They told my parents I wouldn’t make it to Christmas. Today, I’m cancer-free, living proof that miracles happen.
My life changed overnight during a routine business trip to New Orleans. Without warning, I lost hearing in my right ear. Back home, an ENT confirmed total hearing loss and immediately ordered an MRI. The next day, I got a call no one wants to hear — three tumors had been found in my brain.
A neurologist delivered even more devastating news; the tumors were inoperable, and the doctor didn’t believe they started here. He told me I needed to check into the hospital immediately. Further scans revealed countless tumors in my lungs, leading to a diagnosis of stage 4 lymphomatoid granulomatosis (LYG), a rare and aggressive blood cancer.
I had always been the picture of health — 225 pounds of solid muscle, a lifelong athlete, a CrossFit regular, a nonsmoker who rarely drank. Yet suddenly, my life was hanging by a thread.
Treatment began with eight rounds of chemotherapy, each cycle leaving me sicker and weaker. When the cancer didn’t respond, I endured a month of targeted brain radiation, followed by more chemo. By November 2020, doctors warned my parents that I likely wouldn’t live to see Christmas: “If the cancer doesn’t kill him, the chemo will.”
With no options left, my medical team tried a stem cell transplant. For two weeks, I spent five hours a day in the hospital donating my own blood for the procedure. In April 2021, my doctors, led by Dr. Estil Vance, performed the transplant, first bringing me to the brink of death with an intense chemo regimen called the MATRIX, then reintroducing cleaned stem cells to rebuild my immune system.

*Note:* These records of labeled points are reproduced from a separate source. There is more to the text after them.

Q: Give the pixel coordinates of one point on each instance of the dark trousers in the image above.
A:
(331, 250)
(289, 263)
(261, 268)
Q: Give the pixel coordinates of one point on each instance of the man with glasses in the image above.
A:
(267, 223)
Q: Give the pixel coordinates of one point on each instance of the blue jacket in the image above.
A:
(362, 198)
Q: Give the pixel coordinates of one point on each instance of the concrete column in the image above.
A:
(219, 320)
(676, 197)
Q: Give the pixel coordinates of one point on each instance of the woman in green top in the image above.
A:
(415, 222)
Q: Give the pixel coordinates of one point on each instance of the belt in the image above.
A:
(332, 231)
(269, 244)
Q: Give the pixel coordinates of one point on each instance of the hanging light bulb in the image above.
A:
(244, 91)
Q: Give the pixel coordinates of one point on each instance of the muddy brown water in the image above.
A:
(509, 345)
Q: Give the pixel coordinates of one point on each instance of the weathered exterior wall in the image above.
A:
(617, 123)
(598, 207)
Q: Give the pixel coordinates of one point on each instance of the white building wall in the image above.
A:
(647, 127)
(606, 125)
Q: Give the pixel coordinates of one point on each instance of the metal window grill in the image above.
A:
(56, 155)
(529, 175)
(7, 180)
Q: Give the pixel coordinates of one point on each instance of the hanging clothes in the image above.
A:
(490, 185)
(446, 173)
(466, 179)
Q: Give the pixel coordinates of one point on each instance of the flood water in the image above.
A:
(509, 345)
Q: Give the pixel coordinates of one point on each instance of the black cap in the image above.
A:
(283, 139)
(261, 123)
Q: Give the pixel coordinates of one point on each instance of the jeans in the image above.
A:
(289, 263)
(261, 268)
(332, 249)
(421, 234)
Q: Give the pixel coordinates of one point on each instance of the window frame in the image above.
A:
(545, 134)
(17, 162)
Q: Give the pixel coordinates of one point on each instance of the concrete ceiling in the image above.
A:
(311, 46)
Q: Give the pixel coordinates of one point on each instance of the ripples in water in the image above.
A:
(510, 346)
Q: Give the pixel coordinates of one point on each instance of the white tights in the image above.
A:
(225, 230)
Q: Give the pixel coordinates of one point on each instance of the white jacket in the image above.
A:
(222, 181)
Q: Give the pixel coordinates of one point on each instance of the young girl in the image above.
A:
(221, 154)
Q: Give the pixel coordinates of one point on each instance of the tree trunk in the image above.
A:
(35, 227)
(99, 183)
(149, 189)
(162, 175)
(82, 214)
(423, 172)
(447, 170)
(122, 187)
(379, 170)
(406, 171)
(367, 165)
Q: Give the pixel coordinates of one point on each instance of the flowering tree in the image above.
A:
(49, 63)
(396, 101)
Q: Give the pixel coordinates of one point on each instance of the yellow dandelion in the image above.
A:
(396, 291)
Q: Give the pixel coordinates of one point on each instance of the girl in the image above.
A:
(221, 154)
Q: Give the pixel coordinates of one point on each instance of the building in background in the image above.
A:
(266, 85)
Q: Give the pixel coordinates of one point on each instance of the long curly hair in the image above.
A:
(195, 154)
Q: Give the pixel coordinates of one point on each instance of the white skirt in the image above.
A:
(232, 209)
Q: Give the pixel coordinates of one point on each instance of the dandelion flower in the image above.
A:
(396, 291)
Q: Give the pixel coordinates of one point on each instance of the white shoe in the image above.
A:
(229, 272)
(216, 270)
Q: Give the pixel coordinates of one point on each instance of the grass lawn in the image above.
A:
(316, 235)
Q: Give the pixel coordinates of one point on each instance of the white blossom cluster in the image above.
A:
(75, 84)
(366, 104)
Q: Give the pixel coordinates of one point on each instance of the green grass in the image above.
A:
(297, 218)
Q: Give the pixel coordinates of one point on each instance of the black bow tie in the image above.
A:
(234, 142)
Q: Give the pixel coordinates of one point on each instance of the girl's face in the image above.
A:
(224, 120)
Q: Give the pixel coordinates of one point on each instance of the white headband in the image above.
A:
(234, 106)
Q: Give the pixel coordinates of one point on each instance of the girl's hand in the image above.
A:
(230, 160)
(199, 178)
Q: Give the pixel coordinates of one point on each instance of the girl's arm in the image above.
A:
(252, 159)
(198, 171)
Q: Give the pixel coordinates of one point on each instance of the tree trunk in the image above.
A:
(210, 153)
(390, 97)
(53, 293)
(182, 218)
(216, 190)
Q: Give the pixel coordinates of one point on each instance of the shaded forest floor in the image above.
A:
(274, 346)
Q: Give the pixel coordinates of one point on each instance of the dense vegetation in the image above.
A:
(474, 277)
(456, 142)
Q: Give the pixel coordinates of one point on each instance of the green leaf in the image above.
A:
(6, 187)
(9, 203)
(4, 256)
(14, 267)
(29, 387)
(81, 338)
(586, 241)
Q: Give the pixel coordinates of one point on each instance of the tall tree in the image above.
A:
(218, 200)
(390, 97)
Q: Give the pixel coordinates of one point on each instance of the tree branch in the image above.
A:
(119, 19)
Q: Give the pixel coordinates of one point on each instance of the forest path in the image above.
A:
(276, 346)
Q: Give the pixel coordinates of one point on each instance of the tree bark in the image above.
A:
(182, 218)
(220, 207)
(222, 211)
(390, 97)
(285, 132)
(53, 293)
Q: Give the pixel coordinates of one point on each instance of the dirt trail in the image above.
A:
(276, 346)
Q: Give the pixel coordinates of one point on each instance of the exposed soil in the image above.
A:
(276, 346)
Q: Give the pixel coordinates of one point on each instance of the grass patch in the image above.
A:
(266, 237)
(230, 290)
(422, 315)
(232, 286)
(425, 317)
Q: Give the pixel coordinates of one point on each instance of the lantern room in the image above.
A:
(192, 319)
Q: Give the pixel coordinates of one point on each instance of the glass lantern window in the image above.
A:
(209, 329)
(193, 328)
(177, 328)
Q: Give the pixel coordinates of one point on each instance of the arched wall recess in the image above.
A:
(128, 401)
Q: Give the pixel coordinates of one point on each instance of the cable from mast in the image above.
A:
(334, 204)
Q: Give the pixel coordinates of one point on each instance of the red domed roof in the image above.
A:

The next day, I woke up and felt different, clearer, stronger, alive. One month later, repeated tests confirmed the miracle; I was cancer-free.
Today, I call every day a gift. I wasn’t supposed to survive, but I did, thanks to my incredible doctors, my family, and the hope that never gave up on me. If my story gives even one person the strength to keep fighting, it’s worth every moment I endured.